Die Rechtsmittelwerberin vermag nicht schlüssig darzulegen, welcher Zusammenhang zwischen einer allfälligen Freundschaft von Richtern des Landesgerichtes Feldkirch, insbesondere der Mitglieder des zuständigen Rechtsmittelsenates, mit Dr.Franz S***** und der Entscheidung über den Rekurs gegen die Bestellung Dr.H*****s zum Sachverständigen bestehen sollte. Weder die Frage, wer zum psychiatrischen Sachverständigen bestellt wird, noch jene, zu welchen Schlüssen dieser Sachverständige einst kommen wird, kann - soweit nach der Aktenlage zu überblicken - irgendeinen Einfluß auf Amtshaftungsansprüche haben, die allenfalls Dr.Franz S***** betreffen könnten.

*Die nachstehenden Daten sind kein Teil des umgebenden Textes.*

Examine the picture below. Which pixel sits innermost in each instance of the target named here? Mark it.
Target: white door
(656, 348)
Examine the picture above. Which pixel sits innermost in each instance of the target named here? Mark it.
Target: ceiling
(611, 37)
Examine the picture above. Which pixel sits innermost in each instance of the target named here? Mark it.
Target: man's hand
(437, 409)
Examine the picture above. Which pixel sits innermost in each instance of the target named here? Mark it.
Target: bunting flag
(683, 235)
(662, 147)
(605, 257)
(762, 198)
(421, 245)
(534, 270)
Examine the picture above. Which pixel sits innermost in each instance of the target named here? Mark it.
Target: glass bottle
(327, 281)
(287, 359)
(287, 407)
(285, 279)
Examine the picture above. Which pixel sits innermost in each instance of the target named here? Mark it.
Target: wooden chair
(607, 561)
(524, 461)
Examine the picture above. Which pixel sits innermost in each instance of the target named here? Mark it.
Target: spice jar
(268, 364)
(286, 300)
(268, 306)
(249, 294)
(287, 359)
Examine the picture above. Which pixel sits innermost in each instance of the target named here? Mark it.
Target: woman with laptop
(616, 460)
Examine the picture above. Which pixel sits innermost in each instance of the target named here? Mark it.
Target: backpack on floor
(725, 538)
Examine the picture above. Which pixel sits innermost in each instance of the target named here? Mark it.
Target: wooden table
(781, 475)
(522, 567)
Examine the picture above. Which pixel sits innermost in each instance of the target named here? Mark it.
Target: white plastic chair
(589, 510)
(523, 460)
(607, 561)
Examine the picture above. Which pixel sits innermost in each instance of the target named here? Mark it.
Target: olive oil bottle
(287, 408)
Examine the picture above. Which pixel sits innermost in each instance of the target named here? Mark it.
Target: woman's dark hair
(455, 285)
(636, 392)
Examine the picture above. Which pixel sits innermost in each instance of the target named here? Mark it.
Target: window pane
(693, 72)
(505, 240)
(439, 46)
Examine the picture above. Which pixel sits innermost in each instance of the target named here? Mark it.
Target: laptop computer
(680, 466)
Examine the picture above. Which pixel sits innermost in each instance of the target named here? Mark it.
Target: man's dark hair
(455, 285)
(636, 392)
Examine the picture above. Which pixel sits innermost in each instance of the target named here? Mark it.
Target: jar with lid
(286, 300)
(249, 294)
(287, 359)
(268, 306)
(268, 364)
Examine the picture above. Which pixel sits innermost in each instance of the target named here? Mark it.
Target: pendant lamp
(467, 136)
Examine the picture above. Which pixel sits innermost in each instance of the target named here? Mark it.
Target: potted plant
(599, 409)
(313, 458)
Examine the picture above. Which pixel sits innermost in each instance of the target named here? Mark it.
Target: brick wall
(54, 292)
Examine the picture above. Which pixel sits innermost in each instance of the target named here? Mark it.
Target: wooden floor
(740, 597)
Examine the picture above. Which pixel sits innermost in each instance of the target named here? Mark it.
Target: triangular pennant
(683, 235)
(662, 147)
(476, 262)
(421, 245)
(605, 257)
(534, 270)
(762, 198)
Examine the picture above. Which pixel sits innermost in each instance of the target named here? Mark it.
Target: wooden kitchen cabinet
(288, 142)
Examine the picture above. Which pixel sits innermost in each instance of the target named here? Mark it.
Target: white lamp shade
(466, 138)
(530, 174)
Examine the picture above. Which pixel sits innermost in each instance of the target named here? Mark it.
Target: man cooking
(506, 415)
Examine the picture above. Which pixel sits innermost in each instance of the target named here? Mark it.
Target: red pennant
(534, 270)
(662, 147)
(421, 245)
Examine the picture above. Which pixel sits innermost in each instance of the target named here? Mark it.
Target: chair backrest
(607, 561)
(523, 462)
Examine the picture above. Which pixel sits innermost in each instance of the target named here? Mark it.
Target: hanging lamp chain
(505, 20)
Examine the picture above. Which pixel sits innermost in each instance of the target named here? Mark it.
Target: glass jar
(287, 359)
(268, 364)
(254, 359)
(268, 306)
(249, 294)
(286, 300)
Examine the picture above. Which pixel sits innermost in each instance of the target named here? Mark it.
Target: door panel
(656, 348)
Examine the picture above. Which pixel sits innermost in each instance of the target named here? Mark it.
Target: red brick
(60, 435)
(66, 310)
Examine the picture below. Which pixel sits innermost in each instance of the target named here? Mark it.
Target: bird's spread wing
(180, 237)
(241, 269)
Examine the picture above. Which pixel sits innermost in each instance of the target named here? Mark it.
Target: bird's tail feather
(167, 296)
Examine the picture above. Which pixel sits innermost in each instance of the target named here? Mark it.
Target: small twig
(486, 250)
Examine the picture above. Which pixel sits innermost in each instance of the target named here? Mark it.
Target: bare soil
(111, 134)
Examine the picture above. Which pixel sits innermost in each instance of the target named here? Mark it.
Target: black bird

Der Klägerin kann auch darin nicht gefolgt werden, daß sich die Befangenheit der Mitglieder des Rechtsmittelsenates - geschweige denn jene aller übrigen Richter des Landesgerichtes Feldkirch - aus der Entscheidung 1 R 23/96 ergebe, weil diese auf einer unvertretbaren Rechtsansicht beruhe. Der Oberste Gerichtshof hat die von der Klägerin gegen dieses Urteil erhobene außerordentliche Revision mangels der Voraussetzungen des § 502 Abs 1 ZPO mit Beschluß vom 29.8.1996, 8 Ob 2084/96w, zurückgewiesen. Weist der Oberste Gerichtshof aber eine Revision mit der Begründung zurück, es fehlten die Voraussetzungen des § 502 Abs 1 ZPO, dann kann dieser Ausspruch nur so verstanden werden, daß das Revisionsgericht das Vorliegen eines für den Streitausgang erheblichen groben Auslegungsfehlers oder krassen Denkfehlers verneinte, hätte es doch einen solchen zur Wahrung der Rechtssicherheit und Rechtseinheit jedenfalls aufgreifen müssen. Damit hat das Revisionsgericht denknotwendigerweise die Vertretbarkeit der dem berufungsgerichtlichen Urteil zugrundeliegenden Rechtsauffassungen unterstellt, weil es bei Annahme einer unvertretbaren Rechtsansicht selbst in einem Fall, in dem der zur Lösung anstehenden Rechtsfrage keine über den konkreten Rechtsstreit hinausgehende allgemeine Bedeutung beizumessen ist, aus Erwägungen der Einzelfallgerechtigkeit das Rechtsmittel meritorisch zu erledigen gehabt hätte (EvBl 1997/141 = ecolex 1997, 573 [Rabl] = ÖJZ-LSK 1997/192). Tatsächlich erscheinen die Einwände der Klägerin gegen die Rechtsansicht des Berufungsgerichtes geradezu unverständlich. Wenn auch der Vergleich vom 27.1.1992 in einem Verfahren über die vom (nunmehrigen) Beklagten angestrebte Unterhaltsherabsetzung geschlossen wurde, kann doch nach dem Wortlaut des Punktes 1 kein Zweifel darüber bestehen, daß der Beklagte damit sein Herabsetzungsbegehren fallen gelassen und - anderseits - die Klägerin auf die Möglichkeit eines Erhöhungsbegehrens verzichtet hat. Der strittige Vergleichspunkt ist demnach dahin zu verstehen, daß die Unterhaltspflicht des Beklagten gegenüber der Klägerin im Sinne des Vergleichs vom 29.10.1984 unverändert bestehen bleiben sollte. Dem Berufungsgericht ist auch darin beizustimmen, daß es nicht Sache des Gerichtes ist, im Zusammenhang mit Vergleichsgesprächen amtswegige Erhebungen über den Sachverhalt - hier über die Einkommensverhältnisse - durchzuführen.

Mit Recht hat daher der Ablehnungssenat erster Instanz den Ablehnungsantrag der Klägerin für nicht gerechtfertigt erkannt.

Dem Rekurs mußte somit ein Erfolg versagt bleiben.